Research

The Naegle lab seeks to understand the regulation and function of tyrosine phosphorylation in complex networks.

Tyrosine phosphorylation is a protein modification that can occur during or after translation of a protein. The phosphate addition to a tyrosine residue, regulated by tyrosine kinases and phosphatases, can result in changes in protein function, regulation and localization. It is key to important cell signaling processes, which are the processes that convert extracellular cues, like growth factors and insulin, into biochemical networks that result in a change to the cell.  Tyrosine phosphorylation is specifically utilized in the early events of receptor tyrosine kinase (RTK) networks, which are fundamental to many processes in the development and homeostasis of complex organisms.  Improvements in measurement technologies have enabled the ability to detect and monitor tyrosine phosphorylation and now we know that tyrosine phosphorylation is extensive — occurring on thousands of tyrosines in the human proteome.

Given the sheer size of the challenge, we use both computational and molecular technologies to predict and test the role of tyrosine phosphorylation on proteins and in cellular networks.  Although we incorporate new mathematical and computational methods as needed to tackle the fundamental problems of our research, those techniques always have a foundation in statistical robustness. Hypotheses are tested in molecular and cellular systems, closing the loop between computation and experimentation.

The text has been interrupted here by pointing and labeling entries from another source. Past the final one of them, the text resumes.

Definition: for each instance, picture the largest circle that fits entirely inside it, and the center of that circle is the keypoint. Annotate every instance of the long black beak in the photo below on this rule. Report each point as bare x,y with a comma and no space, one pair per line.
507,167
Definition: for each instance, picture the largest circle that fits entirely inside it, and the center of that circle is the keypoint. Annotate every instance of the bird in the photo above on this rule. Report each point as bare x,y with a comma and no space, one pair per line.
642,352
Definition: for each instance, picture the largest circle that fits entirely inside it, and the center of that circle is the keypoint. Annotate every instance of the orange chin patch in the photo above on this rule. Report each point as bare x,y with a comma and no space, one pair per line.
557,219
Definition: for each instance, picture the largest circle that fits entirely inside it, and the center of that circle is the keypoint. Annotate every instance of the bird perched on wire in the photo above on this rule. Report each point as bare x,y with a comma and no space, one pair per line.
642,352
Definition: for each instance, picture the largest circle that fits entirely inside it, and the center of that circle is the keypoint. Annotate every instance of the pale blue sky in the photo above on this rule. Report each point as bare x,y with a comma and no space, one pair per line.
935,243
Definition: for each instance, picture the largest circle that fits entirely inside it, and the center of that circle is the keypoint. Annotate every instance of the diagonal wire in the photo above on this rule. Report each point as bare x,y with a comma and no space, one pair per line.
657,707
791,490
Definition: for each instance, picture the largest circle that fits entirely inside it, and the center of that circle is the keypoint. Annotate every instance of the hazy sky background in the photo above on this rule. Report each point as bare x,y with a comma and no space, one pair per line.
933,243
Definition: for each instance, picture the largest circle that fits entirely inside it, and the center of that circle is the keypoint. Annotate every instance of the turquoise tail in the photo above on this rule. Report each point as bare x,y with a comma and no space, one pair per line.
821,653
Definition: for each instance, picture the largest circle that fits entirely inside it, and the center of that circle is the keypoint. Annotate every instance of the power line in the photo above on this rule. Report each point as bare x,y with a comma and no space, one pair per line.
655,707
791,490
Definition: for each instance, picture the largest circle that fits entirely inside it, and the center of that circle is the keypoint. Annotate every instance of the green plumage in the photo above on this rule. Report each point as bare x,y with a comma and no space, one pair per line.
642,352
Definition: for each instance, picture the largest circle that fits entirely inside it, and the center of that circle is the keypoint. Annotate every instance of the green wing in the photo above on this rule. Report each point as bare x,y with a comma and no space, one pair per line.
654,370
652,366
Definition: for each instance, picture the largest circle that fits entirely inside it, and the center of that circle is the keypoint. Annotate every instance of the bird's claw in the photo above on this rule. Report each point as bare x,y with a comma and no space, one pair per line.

The questions that drive us:

  • How do we increase the capabilities of research to gain new understanding of tyrosine phosphorylation rapidly, i.e. in a high-throughput manner that matches the rate of discovery of these modifications?
  • How do we develop new capabilities to understand how these networks act in specific contexts? Cell context refers to the differences we see between tissue types and the states of the network components that lead to differential responses of tissues to the same cue. As a philosophy, we approach network dysregulation that occurs in disease as an alteration in cell context.

Our Research Areas

A foundation of our work is the ability to have proteome information at our fingertips. This includes the current knowledge of tyrosine phosphorylation, quantitative measurements measured on those sites, and related protein annotations.  In enabling this research for our own lab, we also construct tools that can be used by the broader research community, with a focus on extendibility and reproducibility.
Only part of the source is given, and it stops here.